According to Khadija, the envelope was postmarked in Moscow, and contained not only embarrassing photographs, but a note which read, “Whore, behave. Or you will be defamed.”
I’ve actually suspected long before now that something like this would happen to Khadija, given her tireless investigative journalism, which has included exposés of corruption at the very highest level of Azerbaijan’s government.
And her efforts have been noticed – by international organizations such as the German ZEIT Foundation, which recognized Khadija earlier this year, and Azerbaijan’s ruling family.
In a revealing exchange between President Aliyev and former US diplomat Matthew Bryza, the president complained bitterly to Bryza in 2008 about the RFE’s tone toward his administration in general and Khadija in particular:
“The President said that Radio Liberty has selected people only from the opposition to work in their bureau here. He said that the local editor Khadija Ismayilova is a long-time opposition activist who considers herself to be an enemy of the government.”

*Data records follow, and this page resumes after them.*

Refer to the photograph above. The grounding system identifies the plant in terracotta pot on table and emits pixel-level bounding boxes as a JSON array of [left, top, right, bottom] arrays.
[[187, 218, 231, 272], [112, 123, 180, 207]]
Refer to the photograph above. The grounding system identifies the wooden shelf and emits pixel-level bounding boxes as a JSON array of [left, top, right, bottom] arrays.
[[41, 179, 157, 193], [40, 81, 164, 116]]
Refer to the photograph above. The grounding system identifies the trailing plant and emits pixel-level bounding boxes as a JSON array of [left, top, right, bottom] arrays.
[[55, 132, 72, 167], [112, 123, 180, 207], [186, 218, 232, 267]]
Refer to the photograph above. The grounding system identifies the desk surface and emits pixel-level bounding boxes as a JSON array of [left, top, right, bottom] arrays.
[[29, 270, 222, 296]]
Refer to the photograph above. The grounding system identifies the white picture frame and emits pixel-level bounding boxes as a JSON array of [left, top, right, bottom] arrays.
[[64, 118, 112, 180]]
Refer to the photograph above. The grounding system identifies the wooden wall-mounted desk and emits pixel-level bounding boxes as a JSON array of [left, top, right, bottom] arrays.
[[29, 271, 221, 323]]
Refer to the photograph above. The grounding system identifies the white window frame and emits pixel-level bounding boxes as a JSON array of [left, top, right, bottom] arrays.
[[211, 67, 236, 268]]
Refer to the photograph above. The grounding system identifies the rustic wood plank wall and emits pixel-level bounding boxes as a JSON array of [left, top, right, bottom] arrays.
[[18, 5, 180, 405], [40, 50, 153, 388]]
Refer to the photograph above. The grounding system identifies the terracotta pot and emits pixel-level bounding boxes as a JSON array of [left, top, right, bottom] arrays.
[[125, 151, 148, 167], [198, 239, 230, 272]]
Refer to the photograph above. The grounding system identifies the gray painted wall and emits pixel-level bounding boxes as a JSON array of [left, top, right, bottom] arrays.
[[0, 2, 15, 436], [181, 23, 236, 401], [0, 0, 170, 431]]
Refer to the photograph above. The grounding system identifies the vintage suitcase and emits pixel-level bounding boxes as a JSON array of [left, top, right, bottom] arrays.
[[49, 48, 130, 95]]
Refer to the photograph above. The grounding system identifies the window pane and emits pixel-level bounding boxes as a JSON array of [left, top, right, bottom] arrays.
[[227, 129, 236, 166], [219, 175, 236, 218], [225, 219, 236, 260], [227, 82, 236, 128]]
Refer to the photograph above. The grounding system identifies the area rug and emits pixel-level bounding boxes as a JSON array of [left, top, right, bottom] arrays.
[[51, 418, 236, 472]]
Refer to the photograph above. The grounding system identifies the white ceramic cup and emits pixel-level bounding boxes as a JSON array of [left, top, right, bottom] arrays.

Dirty tactics against perceived opponents, as Khadija herself has pointed out in the last 24 hours, are not at all unusual in Azerbaijan, where honest, independent journalism is an exceedingly hazardous undertaking. Readers not aware of modern Azerbaijan’s distinction in this area might familiarize themselves with the murder of opposition journalist Elmar Huseynov in 2005 or the killing of Rafiq Tagi last year, or prosecutions of journalists such as Sakit Zahidov and Eynullah Fatullayev.
While the mysterious blackmail letter sent to Khadija was apparently from Moscow and not Baku, this is surely beside the point. The intent, if the letter is what Khadija claims it to be, is to silence one of Azerbaijan’s most courageous voices.
Authoritarian governments and their allies often resort to this sort of crude tactic to send a chilling message to political opponents and journalists. Vladimir Putin’s Russia, for example, has seen the release of a number of explicit, sexually-oriented videos of people such as Russian Newsweek editor Mikhail Fishman and satirist Viktor Shenderovich. Both men appeared on separate tapes with the same woman, who had managed by 2010 to entrap at least six opposition figures in this way. Fishman appeared on the tape to be using cocaine while enjoying the company of the scantily-clad young woman, since then identified as Ekaterina Gerasimova.
Back in Azerbaijan, Lider TV (owned by a cousin of President Aliyev) aired a similar tape last year of two opposition activists engaged in compromising sexual behavior, coincidentally during Azerbaijan’s “Arab Spring” unrest.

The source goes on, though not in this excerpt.